In 2014, while working at Alfresco, I helped upgrade from using Solr 1.4 to Solr 4.9, and in doing so I changed much of the Solr tracking code.  We were on Alfresco version 4.2, and our next big release would be 5.0.  Here’s an overview of my work.

We started with one solr project.  In ACE-916 and other issues we separated the code into two additional projects, solr-client, and solr4.

The solr-client Project

The solr-client project contains our Java API to connect to Alfresco for tracking.  Despite the name of this project, it really provides a proxy to Alfresco rather than to Solr.  I moved code from the original solr project that was relevant for all Solr versions to this project.  I created the SOLRAPIClientFactory and its associated SOLRAPIClientFactoryTest.  I created these adapter interfaces in order to keep some dependent code in the project free from dependencies on specific versions of those classes.  The solr and solr4 projects are each dependent upon solr-client but independent of each other.

The solr Project

The solr project contains code relevant to Solr 1.4.  I created the specific implementations of the adapters.  The original CoreTracker had > 2000 lines of code and did all kinds of tracking sequentially.  This was refactored in the solr4 project.  I also created the InformationServer interface and the LegacySolrInformationServer.

The solr4 Project

The solr4 project is specific to Solr 4.9.  I created this project, and the majority of my work was done here.  I created the ModelTracker, ContentTracker, and MetadataTracker, and I contributed to the AbstractTracker and AclTracker.  The now multiple kinds of trackers used the ThreadHandler, QueueHandler, and AbstractWorkableRunner to take advantage of multi-threading.  The ContentTracker took advantage of our new SolrContentStore that we used as a cache to prevent having to hit Alfresco for a reindex.  Associated tracker tests are here.

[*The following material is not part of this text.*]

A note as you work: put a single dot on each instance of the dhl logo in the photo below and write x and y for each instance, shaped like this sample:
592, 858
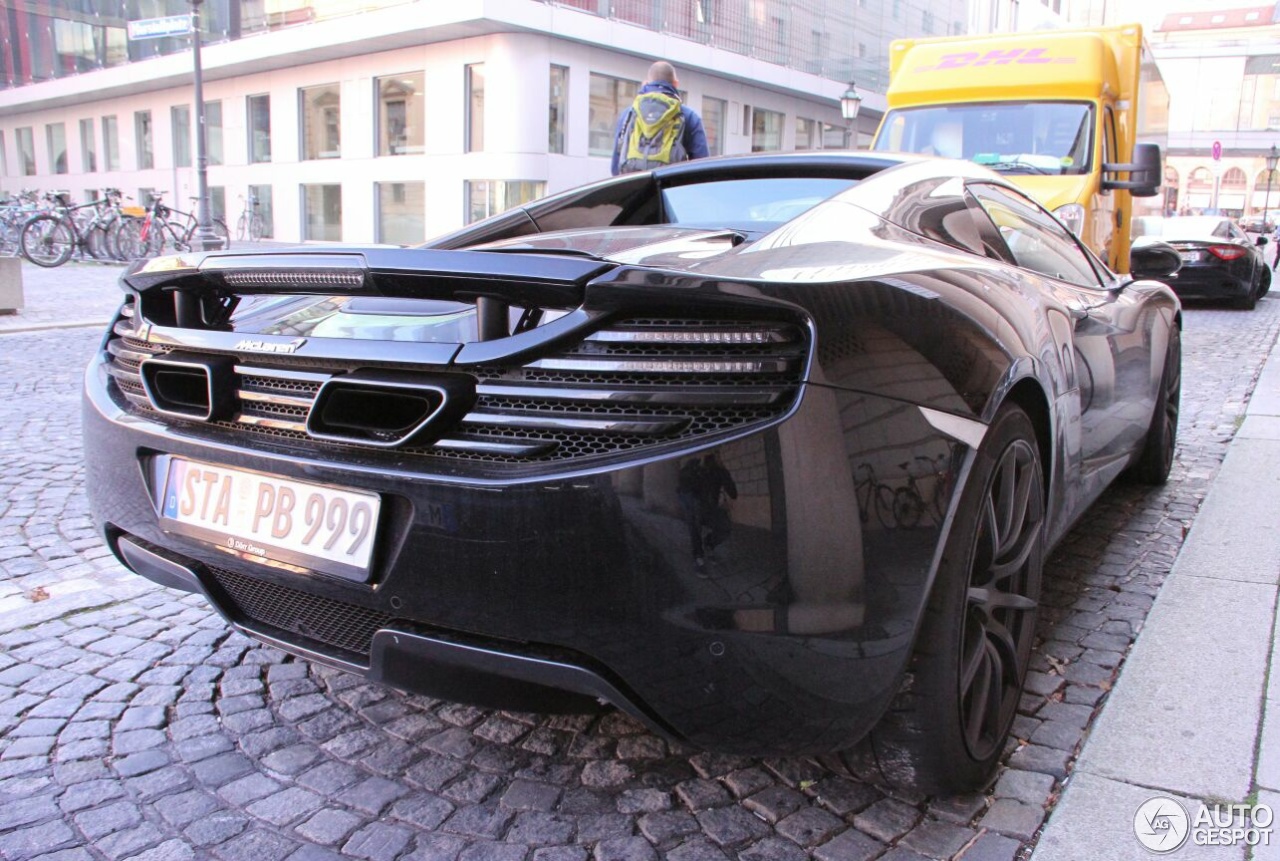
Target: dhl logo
964, 59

I also changed how we triggered tracking.  Alfresco has a separate Solr core for each Alfresco store, i.e. workspace://SpacesStore for “live” content, archive://SpacesStore for “deleted” content, etc. The AlfrescoCoreAdminHandler, which is a custom CoreAdminHandler, instantiates a SolrTrackerScheduler which schedules a CoreWatcherJob. The CoreWatcherJob goes through the Solr cores and registers with the admin handler the information server and the trackers. To do this I created a TrackerRegistry to register trackers per core.  Here are the SolrTrackerSchedulerTest and the TrackerRegistryTest.  

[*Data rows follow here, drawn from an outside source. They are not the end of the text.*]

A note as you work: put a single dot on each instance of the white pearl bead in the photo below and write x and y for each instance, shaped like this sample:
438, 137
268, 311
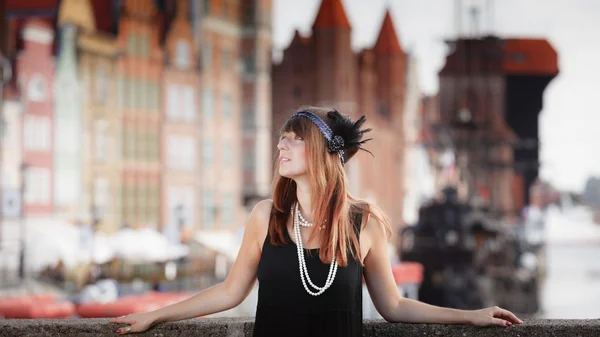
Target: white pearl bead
302, 262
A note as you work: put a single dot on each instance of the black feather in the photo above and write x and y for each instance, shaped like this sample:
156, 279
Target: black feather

As was required by the new SolrCore, I created an AlfrescoSolrCloseHook along with its AlfrescoSolrCloseHookTest.  I created the InformationServer interface and the SolrInformationServer implementation for solr4.  * I wanted to have one InformationServer interface in the solr-client project, but the implementations were so different that it didn’t fit.  Now I almost feel like there is no point in having the interface for both projects, but I left them in there anyway.

I implemented the adapters mentioned above here.  Since we were trying to make our new implementation of Solr cloud-friendly, I implemented Cloud to facilitate running solr queries in the cloud.  Along with that were the SolrCoreTestBase and the CloudTest.

For ACE-3126 I ensured that module models are gotten before queries go through during installation.  I created the EnsureModelsComponent that makes queries block wait until the first model sync is done to the repository.

Testing

I prefer when writing unit tests to use a mocking framework so that the tests have no external dependencies such as a database or an app server.  That’s why I invested time in blazing a trail for using Mockito at Alfresco.  Of course we also performed integration tests like those in the AlfrescoCoreAdminTester and manual tests as documented in various Jira issues.  I didn’t participate in the performance tests, but I know they were done.

Mavenization

The code was originally being built using Ant, and I mavenized the build.  This included a solr4-ssl profile to enable secure comms in the solr4 pom and a solr-http profile to disable ssl in the solr pom.

Conclusion

I learned about Solr, multi-threading, scheduling jobs in Alfresco, Ant, Maven, and generally how to populate the Solr index with all relevant information in an enterprise content management system like Alfresco.  I have come to know that this problem is something that others like Lucidworks have solved.  I have developed a passion for this area and would like to do more on it in the future.